- DVD cover
- Directed by: Harirajan
- Written by: Harirajan
- Produced by: Harirajan
- Starring: Sathyaraj Megha Sanghavi
- Cinematography: B. Kannan
- Edited by: M. Sunil Kumar, Kishore Te
- Music by: Dhina
- Production company: Priyanka Art Productions
- Release date: 21 January 2005;
- Running time: 142 minutes
- Country: India
- Language: Tamil

= Iyer IPS =

Iyer IPS is a 2005 Indian Tamil-language action film written, produced and directed by P. Harirajan. It stars Sathyaraj in dual roles as a police officer (hero) and a gangster (villain), along with Megha and Sanghavi. The music was composed by Dhina. The film was released on 21 January 2005.

==Plot==
DCP Gopal Iyer is an encounter specialist. He comes across a Muslim woman named Nasreen, whose father is killed by gangsters. Out of pity, he marries her much against his parents' opposition. Suddenly, Nasreen passes away in a childbirth. Meanwhile, Jenniffer, a scribe, learns of a fake encounter organized by Iyer to bump off a known rowdy.

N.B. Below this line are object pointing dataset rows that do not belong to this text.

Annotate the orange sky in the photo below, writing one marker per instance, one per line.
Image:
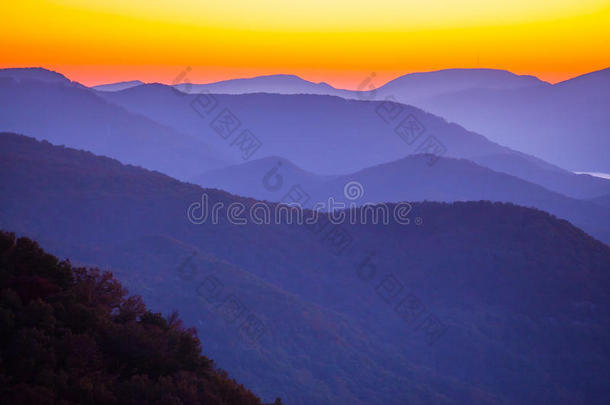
(340, 42)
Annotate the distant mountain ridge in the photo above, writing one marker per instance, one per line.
(407, 179)
(68, 113)
(117, 86)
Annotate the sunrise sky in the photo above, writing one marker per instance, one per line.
(337, 41)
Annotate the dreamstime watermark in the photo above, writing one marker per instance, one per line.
(408, 306)
(337, 212)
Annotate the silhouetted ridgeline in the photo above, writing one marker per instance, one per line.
(71, 335)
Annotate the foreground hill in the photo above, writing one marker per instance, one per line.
(565, 124)
(524, 296)
(71, 335)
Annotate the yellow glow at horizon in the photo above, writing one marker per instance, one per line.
(334, 41)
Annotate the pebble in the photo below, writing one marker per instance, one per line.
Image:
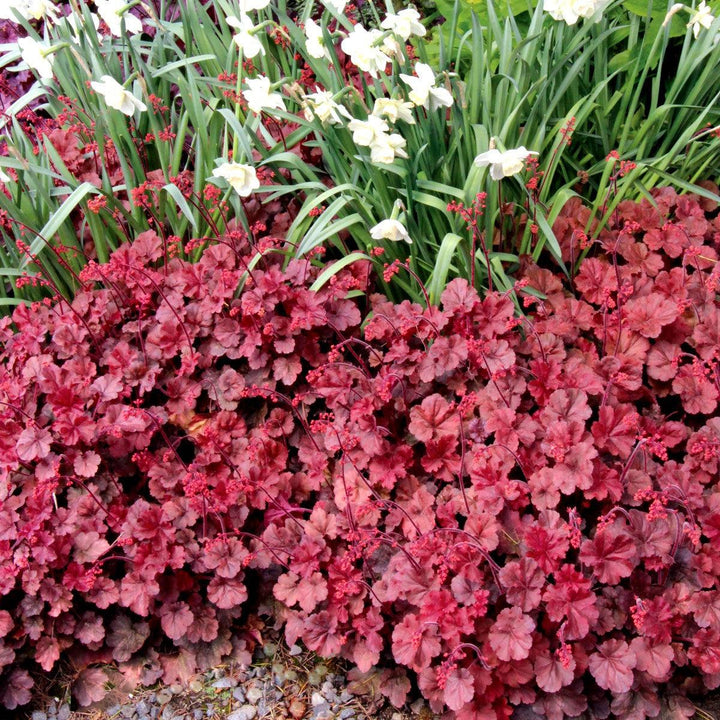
(297, 708)
(274, 687)
(246, 712)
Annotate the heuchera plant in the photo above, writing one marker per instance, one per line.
(515, 515)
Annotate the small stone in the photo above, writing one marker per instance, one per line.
(224, 683)
(164, 696)
(246, 712)
(297, 709)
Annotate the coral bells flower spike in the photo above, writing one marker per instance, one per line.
(246, 39)
(423, 91)
(37, 56)
(405, 23)
(701, 18)
(364, 54)
(314, 40)
(242, 178)
(259, 97)
(337, 5)
(390, 230)
(113, 12)
(504, 164)
(116, 96)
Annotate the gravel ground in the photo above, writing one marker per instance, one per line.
(281, 684)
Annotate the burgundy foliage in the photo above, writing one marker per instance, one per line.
(510, 515)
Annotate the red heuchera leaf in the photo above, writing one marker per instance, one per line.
(415, 643)
(175, 619)
(511, 635)
(648, 314)
(17, 689)
(523, 581)
(459, 688)
(87, 464)
(308, 592)
(395, 685)
(321, 634)
(47, 653)
(612, 666)
(611, 554)
(698, 394)
(126, 637)
(33, 443)
(654, 659)
(552, 673)
(90, 686)
(227, 593)
(571, 600)
(369, 643)
(138, 593)
(705, 652)
(225, 556)
(433, 418)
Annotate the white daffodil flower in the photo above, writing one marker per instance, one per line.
(259, 97)
(242, 178)
(247, 6)
(387, 147)
(570, 11)
(37, 57)
(40, 10)
(390, 230)
(504, 164)
(702, 17)
(405, 23)
(314, 40)
(113, 12)
(423, 91)
(246, 38)
(116, 96)
(322, 106)
(366, 132)
(394, 109)
(364, 53)
(76, 25)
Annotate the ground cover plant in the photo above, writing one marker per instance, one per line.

She follows him from then, blackmailing him, but Iyer, who thinks that evil forces do not deserve a chance in the court, does not change his style of operations. Elsewhere, a mute gangster named Venkatachalapathy, whose men killed Nasreen's father, vows to kill Iyer after he got imprisoned after apprehended by Iyer. Now aware that his son kills people in the name of encounters, Iyer's father Vishwanatha Iyer decides to take cudgels against him. He falls in to the vicious trap of Venkatachalapathy, and the rest is about how Iyer embarks on a mission to rescue his family and put an end to Venkatachalapathy's shenanigans.

==Soundtrack==
Soundtrack was composed by Dhina.

| Song | Singers | Lyrics |
|---|---|---|
| "Mylapore Mami" | Pushpavanam Kuppusamy, Srividya | S. R. Paralan |
| "Manmadhane Manmadhane" | Malathy | P. Harirajan |
| "Hi-Tech Kangala" | Ganga, Srilekha Parthasarathy, Srividya | Piraisoodan |

==Reception==
Malini Mannath of Chennai Online wrote, "The weak script, inane charecterisation and the director being totally like a fish out of water in the milieu he's chosen, have all taken their toll on Satyaraj's performance too." Cinesouth wrote, "The film is taken with the sole intention making money by using the present 'salability' of Sathyaraj. In this film, Ari had written the story, screenplay and had produced this movie, without 'bothering to direct' it. He should be appreciated for this rare courage. Sathyaraj should be 'appreciated' for having acted in this half- baked movie". Malathi Rangarajan of The Hindu wrote, "HARIRAJAN, [..] should have worked more on the script, his own, to make it neat and tight. As such it sags at several places tempting the viewer to take a nap not only in between, but also in the climax. Except Satyaraj, the actors fail to raise to the expectations".